Ama yarın parlamentoda bir başkası 'Ben şortla geleceğim' der. Parlamento parlamento olmaktan çıkar; parlamentonun bir nizamı vardır."
28 Şubat'tan beri zihniyet değişmemiş. Şortla başörtüsü mukayese edilebilir mi?
Kadın inancı gereği başını örtüyor.
Şort ise, bir kıyafet tercihi.
Ayrıca, "kamusal alan" ne demek? Kamu hizmeti verilen alan mı? Kamuya açık alan mı...
Meselâ sokaklar ya da belediye otobüsleri, devlet hastaneleri kamusal alan mı?

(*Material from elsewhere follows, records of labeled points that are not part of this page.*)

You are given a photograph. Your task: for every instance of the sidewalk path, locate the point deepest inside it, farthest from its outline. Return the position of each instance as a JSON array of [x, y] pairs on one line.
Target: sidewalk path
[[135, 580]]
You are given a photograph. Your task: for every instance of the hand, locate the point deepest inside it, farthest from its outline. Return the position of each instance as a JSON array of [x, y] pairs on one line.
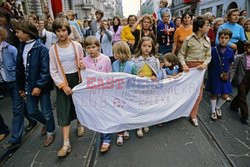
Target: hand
[[67, 90], [153, 78], [234, 46], [185, 68], [22, 94], [82, 65], [36, 92], [202, 67]]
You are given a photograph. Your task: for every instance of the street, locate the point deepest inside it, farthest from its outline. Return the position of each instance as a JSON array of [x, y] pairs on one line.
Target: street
[[225, 142]]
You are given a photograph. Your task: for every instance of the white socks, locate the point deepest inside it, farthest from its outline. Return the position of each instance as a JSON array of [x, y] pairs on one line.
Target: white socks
[[213, 105], [220, 102]]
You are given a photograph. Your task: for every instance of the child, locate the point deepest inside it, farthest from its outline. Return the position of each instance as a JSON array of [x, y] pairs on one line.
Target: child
[[98, 62], [218, 83], [196, 54], [163, 8], [241, 69], [172, 65], [65, 57], [147, 65], [122, 54]]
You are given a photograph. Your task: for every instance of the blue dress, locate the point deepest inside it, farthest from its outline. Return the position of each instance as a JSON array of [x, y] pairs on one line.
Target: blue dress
[[215, 85]]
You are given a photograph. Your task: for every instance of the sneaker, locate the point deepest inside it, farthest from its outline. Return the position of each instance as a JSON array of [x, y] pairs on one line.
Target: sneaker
[[194, 121], [119, 140], [146, 129], [218, 112], [30, 127], [139, 133], [11, 145], [213, 116], [126, 135]]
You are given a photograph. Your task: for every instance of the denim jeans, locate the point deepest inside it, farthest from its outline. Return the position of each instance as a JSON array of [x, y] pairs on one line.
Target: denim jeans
[[3, 128], [45, 116], [106, 138]]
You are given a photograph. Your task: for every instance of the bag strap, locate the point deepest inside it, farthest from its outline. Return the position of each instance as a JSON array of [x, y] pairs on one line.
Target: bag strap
[[221, 65]]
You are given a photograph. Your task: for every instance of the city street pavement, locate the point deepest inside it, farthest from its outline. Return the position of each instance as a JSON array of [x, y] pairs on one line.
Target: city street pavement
[[225, 142]]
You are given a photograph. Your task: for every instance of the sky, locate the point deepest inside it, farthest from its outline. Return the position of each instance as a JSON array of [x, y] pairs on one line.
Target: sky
[[130, 7]]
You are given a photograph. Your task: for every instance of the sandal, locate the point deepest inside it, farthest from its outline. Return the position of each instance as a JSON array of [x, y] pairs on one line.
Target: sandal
[[213, 116], [64, 151], [105, 147]]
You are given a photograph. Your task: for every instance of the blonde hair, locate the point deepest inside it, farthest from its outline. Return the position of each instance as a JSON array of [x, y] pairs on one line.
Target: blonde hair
[[122, 51], [3, 34], [91, 40]]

"Kamu hizmeti veren kişi başını örtemez" diyorsanız ve bunu da, "Devlet, dini inançlarla ilgilenmemeli.
Bu konularda kör olmalı.
Tarafsız olmalı. Laiklik onun için vardır" diye açıklıyorsanız, milletvekilliği tarifin içine oturmuyor. Çünkü milletvekili, halkı temsil eder; bir siyasi parti mensubudur ve taraftır.
Adı üstünde "temsili demokrasi."
Türkiye'de çok sayıda kadın başını örtüyor ama onları temsil eden kadınların illâ başı açık olmalı! Laiklik, böyle bir dayatmanın değil, özgürlüğün şemsiyesidir. Kaldı ki, anayasada başörtülü milletvekiline mani bir hal olmadığı gibi, milletvekilinin kılık kıyafetini tarif eden İç Tüzük'te de, "başı açık" ibaresi bulunmamaktadır.